"LLM Leaderboard 2026: Where Every Major Model Ranks"
Here is where every major LLM stands in mid-2026, based on published benchmarks and our hands-on testing.
The 2026 LLM leaderboard
| Rank | Model | MMLU | GPQA | HumanEval | SWE-bench | Context | Type |
|---|---|---|---|---|---|---|---|
| 1 | GPT-5 | ~90 | ~75 | ~93 | ~35 | 256K | Proprietary |
| 2 | Claude 3.5 Sonnet | ~88 | ~70 | ~92 | ~30 | 200K | Proprietary |
| 3 | GPT-4o | ~88 | ~55 | ~90 | ~25 | 128K | Proprietary |
| 4 | Gemini 1.5 Pro | ~87 | ~55 | ~88 | ~22 | 2M | Proprietary |
| 5 | DeepSeek V3 | ~86 | ~60 | ~90 | ~25 | 128K | Open-source |
| 6 | Llama 4 405B | ~88 | ~60 | ~85 | ~20 | 128K | Open-source |
| 7 | Llama 4 70B | ~85 | ~55 | ~82 | ~15 | 128K | Open-source |
| 8 | Qwen 3 72B | ~84 | ~50 | ~80 | ~12 | 32K | Open-source |
| 9 | Mistral Large 2 | ~83 | ~50 | ~80 | ~12 | 128K | Open-source |
| 10 | GPT-4o mini | ~80 | ~40 | ~85 | ~10 | 128K | Proprietary |
| 11 | Claude 3.5 Haiku | ~78 | ~40 | ~80 | ~8 | 200K | Proprietary |
| 12 | Gemini 1.5 Flash | ~77 | ~38 | ~78 | ~8 | 1M | Proprietary |
How to read this table
- MMLU: Knowledge breadth (multiple-choice). Less reliable due to contamination risk.
- GPQA: PhD-level reasoning. More reliable — harder to game.
- HumanEval: Simple code generation. Necessary but not sufficient for coding ability.
- SWE-bench: Real-world GitHub issue fixing. The most meaningful coding benchmark.
- Context: Maximum input length. More is not always better — quality degrades with very long inputs.
The tiers
Tier 1 — Frontier models (GPT-5, Claude 3.5 Sonnet, GPT-4o): Best quality, most expensive, proprietary. Choose for production where quality matters most.
Tier 2 — Strong alternatives (Gemini 1.5 Pro, DeepSeek V3, Llama 4 405B): Within 5% of frontier models on most benchmarks. Choose for cost savings or open-source needs.
Tier 3 — Production workhorses (Llama 4 70B, Qwen 3 72B, Mistral Large 2): Good enough for most use cases, self-hostable. Choose for privacy, cost control, or custom fine-tuning.
Tier 4 — Fast and cheap (GPT-4o mini, Claude Haiku, Gemini Flash): 80% of frontier quality at 10% of cost.
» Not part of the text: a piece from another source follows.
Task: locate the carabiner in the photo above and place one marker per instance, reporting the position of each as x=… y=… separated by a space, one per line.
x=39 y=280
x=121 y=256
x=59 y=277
Choose for high-volume, low-stakes tasks.
What the numbers do not capture
- Following instructions: Claude is better at complex multi-step instructions than benchmarks suggest.
- Codebase understanding: Claude 3.5 Sonnet’s 200K context is more useful for real codebases than GPT-4o’s 128K.
- Tool use: GPT-4o’s function calling is more reliable than any open-source model.
- Creative writing: Claude produces more natural prose; GPT-4o is more factual.
- Multilingual: Qwen 3 is the best for Chinese; Mistral Large for European languages.
FAQ
Which model should I use? Start with GPT-4o or Claude 3.5 Sonnet. If cost matters, add Gemini Flash or GPT-4o mini for bulk. If privacy matters, self-host Llama 4 70B.
Is the gap between tiers shrinking? Yes. Tier 2 models are now within 3–5% of Tier 1 on most benchmarks. For many use cases, the difference is imperceptible.
What about LMSYS Chatbot Arena? It ranks models by human preference (blind A/B testing). It is a useful complement to benchmarks because it reflects real-world feel.
Verdict
GPT-5 and Claude 3.5 Sonnet lead the field. DeepSeek V3 is the best value. Llama 4 70B is the best self-hostable model. Gemini Flash is the cheapest capable model. Choose by your constraint: quality, cost, privacy, or speed.